FROST may have taken the gloss off crop yields in some cereal and canola crops across the Schlitz family farm at Quambatook, but overall the family are delighted with results as harvest rolls on.
Matt Schlitz said after a tough 2018 the Quambatook area was enjoying a solid season.
"We had good summer rain and with a summer spraying program we've been able to conserve that moisture and that has helped the crops through another fairly dry spring," Mr Schlitz said.
Frost has had an impact, especially on earlier sown crops, but overall both yield and quality have been reasonable.
"Compared to the rest of the country we don't have anything to complain about."
"Even when you look at the areas nearby where they didn't have the summer rain we had it is nowhere near as good, so we've been a bit lucky."
Mr Schlitz said while there had not been a lot of spring rainfall the cool finish had meant there was no dramatic drop in yield.

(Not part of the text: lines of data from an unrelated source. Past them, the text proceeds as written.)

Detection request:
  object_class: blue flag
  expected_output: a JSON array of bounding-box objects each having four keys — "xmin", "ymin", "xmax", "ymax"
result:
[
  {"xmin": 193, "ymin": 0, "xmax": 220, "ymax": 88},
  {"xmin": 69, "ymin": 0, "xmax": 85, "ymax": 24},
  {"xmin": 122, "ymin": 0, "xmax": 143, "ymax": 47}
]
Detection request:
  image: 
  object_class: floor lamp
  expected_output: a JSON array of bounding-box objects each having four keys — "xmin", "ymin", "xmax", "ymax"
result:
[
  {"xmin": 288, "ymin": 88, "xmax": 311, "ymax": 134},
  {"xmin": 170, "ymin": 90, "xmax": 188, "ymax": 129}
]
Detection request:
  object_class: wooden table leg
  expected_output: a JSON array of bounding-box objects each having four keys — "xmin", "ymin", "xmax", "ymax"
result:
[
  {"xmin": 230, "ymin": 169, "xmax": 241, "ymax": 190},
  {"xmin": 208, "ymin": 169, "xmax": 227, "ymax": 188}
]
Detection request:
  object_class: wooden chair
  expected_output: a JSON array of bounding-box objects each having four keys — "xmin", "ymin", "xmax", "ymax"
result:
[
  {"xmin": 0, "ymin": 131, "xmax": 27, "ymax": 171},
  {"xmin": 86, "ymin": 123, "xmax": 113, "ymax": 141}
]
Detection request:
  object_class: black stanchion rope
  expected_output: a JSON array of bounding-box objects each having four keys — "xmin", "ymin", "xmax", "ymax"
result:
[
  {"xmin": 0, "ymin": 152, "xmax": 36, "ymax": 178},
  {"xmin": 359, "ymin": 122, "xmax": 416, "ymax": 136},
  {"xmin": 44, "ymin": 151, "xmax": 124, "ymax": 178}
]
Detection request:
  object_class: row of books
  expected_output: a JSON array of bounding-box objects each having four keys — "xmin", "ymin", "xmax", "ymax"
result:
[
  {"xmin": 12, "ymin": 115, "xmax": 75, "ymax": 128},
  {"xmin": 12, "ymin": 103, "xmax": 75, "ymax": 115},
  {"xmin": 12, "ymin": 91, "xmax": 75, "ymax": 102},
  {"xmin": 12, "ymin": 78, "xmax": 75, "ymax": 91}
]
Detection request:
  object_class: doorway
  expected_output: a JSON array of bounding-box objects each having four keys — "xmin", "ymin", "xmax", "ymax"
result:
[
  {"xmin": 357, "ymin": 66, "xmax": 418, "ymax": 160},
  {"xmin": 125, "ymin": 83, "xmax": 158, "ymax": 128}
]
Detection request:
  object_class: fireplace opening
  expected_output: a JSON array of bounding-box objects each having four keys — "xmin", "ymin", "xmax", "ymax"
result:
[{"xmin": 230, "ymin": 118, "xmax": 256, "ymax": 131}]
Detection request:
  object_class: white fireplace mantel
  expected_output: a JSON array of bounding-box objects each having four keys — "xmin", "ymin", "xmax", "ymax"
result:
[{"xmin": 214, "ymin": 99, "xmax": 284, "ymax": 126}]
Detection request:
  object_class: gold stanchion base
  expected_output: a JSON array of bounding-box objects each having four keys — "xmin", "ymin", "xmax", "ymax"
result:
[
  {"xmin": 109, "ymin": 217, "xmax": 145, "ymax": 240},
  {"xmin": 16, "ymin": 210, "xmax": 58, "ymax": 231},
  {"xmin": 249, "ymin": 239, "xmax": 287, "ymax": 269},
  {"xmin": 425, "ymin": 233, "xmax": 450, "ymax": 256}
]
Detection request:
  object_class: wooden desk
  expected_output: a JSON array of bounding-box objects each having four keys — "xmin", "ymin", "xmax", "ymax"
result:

"You get the moisture stressed crops and a couple of really hot days on them and they can hit the wall pretty quickly but this year they've got across the line."
Mr Schlitz said this year was the first year harvesting with a Shelbourne stripper front on the header.
The front is designed with rows of stripping fingers that pluck the grain or seed from the crop leaving far more straw than a conventional front.
He said it was working well, even in some of the cold and damp harvesting conditions of the past week.
Having more crop residue can help manage weeds and conserve moisture.
Mr Schlitz said the flip side was that it was likely to mean a need for a disc seeder to get through the residue at planting.
7mm of rain around Quambatook over the weekend followed by unseasonably cool conditions have meant a frustrating wait this week however a return to fine and warm weather this weekend will allow farmers through the region to crank up to full speed once again.